This week, Manus, a new AI agent from Chinese startup Monica.im, “went viral” capturing the attention of numerous AI commentators and polarising camps into the breathless and the sceptical. Marketed cleverly through scarce invite codes (ExoBrain is still waiting, somewhere in a supposed 2 million strong queue) and influencer-driven promotion, Manus rapidly dominated the headlines, labelled by some as another “DeepSeek moment” for China, or even a glimpse of AGI.
Yet, Manus isn’t ground-breaking in technological innovation terms in the same way R1 was. It’s essentially an interface built around Anthropic and Alibaba’s existing Claude and Qwen model, augmented with web browsing and command-line tools. Its strength lies not in pioneering new AI techniques, but in creatively enhancing the conversational interface users already know well.
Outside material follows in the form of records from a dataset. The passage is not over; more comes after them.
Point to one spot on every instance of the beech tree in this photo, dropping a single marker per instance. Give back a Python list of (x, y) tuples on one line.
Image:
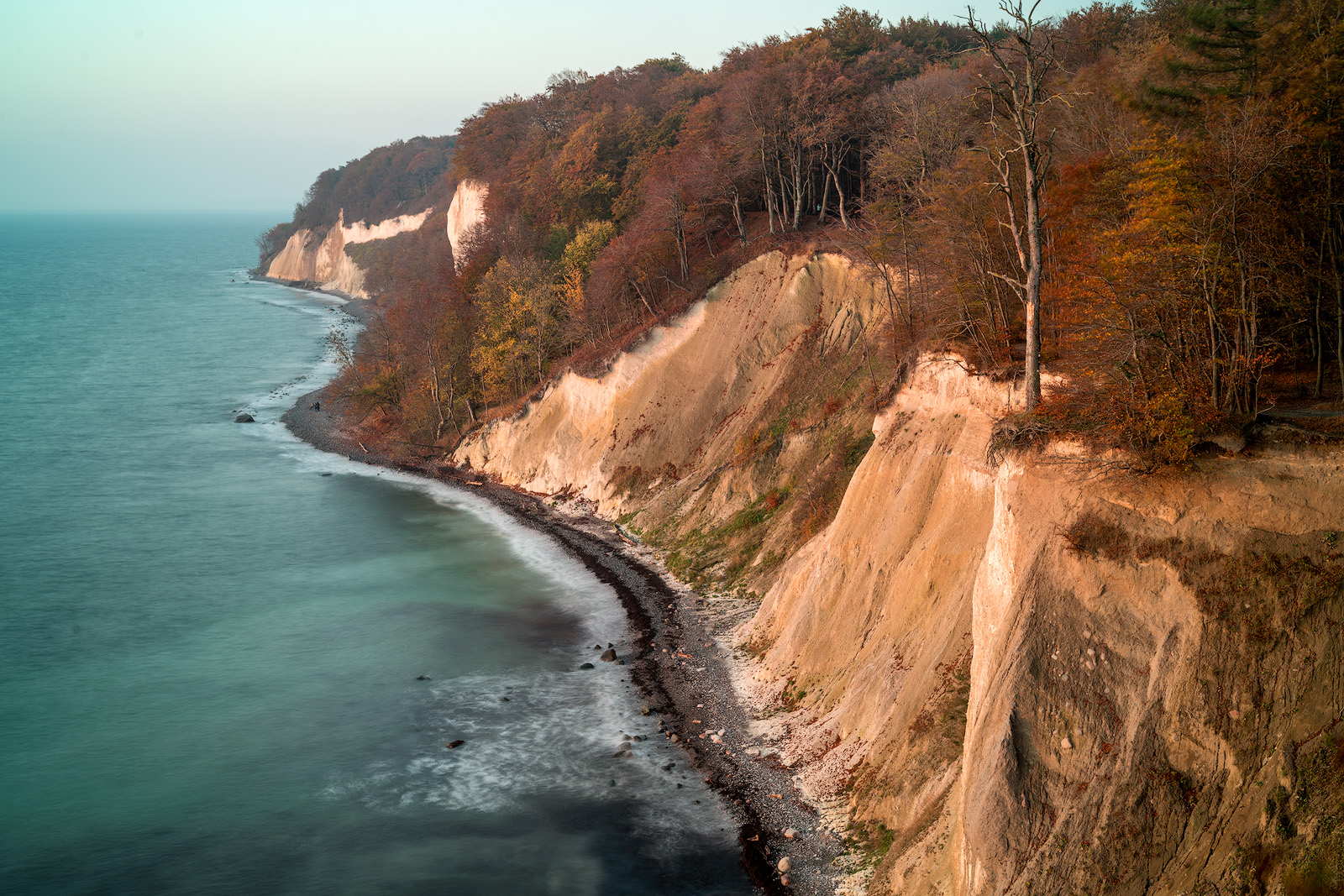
[(1021, 155)]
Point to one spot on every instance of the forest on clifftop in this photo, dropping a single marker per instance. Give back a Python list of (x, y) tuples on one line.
[(1187, 170)]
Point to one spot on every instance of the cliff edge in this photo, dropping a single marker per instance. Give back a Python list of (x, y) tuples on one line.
[(1039, 674)]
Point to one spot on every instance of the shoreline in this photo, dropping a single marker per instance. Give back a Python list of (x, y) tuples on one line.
[(680, 658)]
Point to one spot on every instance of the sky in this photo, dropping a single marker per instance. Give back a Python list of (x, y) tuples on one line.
[(155, 105)]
Interestingly, Manus predominantly operates by executing code to complete varied tasks, an approach inspired by a 2024 research project known as CodeAct, where agents use executable Python code to unify their action space. CodeAct integrates a Python interpreter to dynamically adjust actions based on observations. While you’re waiting for your invite code, the Manus provide a series of recordings where you can see this code heavy process in action. The product is not without significant flaws. Users quickly exposed Manus’s basic security architecture, prompting the agent to share parts of its source code, revealing internal details and its reliance on Claude 3.7 Sonnet. Moreover, despite impressive demonstrations of tasks such as property research and financial analysis, many users found real-world performance inconsistent or exaggerated.
The Manus affair reveals important lessons about the types of innovation users actually want. While significant efforts go into refining chatbot windows or conversely experimenting with radical new interfaces such as Flora’s “intelligent canvas,” there’s a noticeable gap. Users often resist radically new paradigms due to the comfort of chat. Manus addresses this issue, materially extending the familiar chat model by embedding autonomous, agent-like features. The hype and criticism surrounding Manus highlight genuine user interest for conversational AI that moves beyond simple exchanges to achieve meaningful automation and practical productivity boosts. Manus’s approach, extending rather than reinventing conversational interfaces, offers a potential template for future UX innovation.
As AI policy commentator Dean Ball stated; “The Western AGI obsession makes us want to conceptualise [it] as one godlike model that can do everything, and we implicitly dismiss product engineering and practical applications. You see that reflected in public policy, which is obsessed with big models, giant datacentres, and similar infrastructure. Those are the only things we seem to take seriously and value.” Could it be that clever product design and not scale might unshackle AI?
Takeaways: Looking forward, Manus demonstrates the value of AI product engineering that explores the space between familiarity and novelty. As we reach the limits of refining traditional chatbots and encounter resistance adopting future paradigms, the “conversational-plus” space Manus occupies might become the centre of gravity for the next AI developments. Products like Google’s NotebookLM, Cursor for development, and now Manus suggest the next wave in AI won’t just rely on more powerful models, but rather smarter ways of using models to deliver agentic capabilities through interfaces we intuitively trust. Manus isn’t revolutionary, but its success signals clear demand for conversational AI that combines familiarity with genuine autonomy. Expect this product space—intuitive yet powerful conversational agents—to become a new frontier of practical innovation.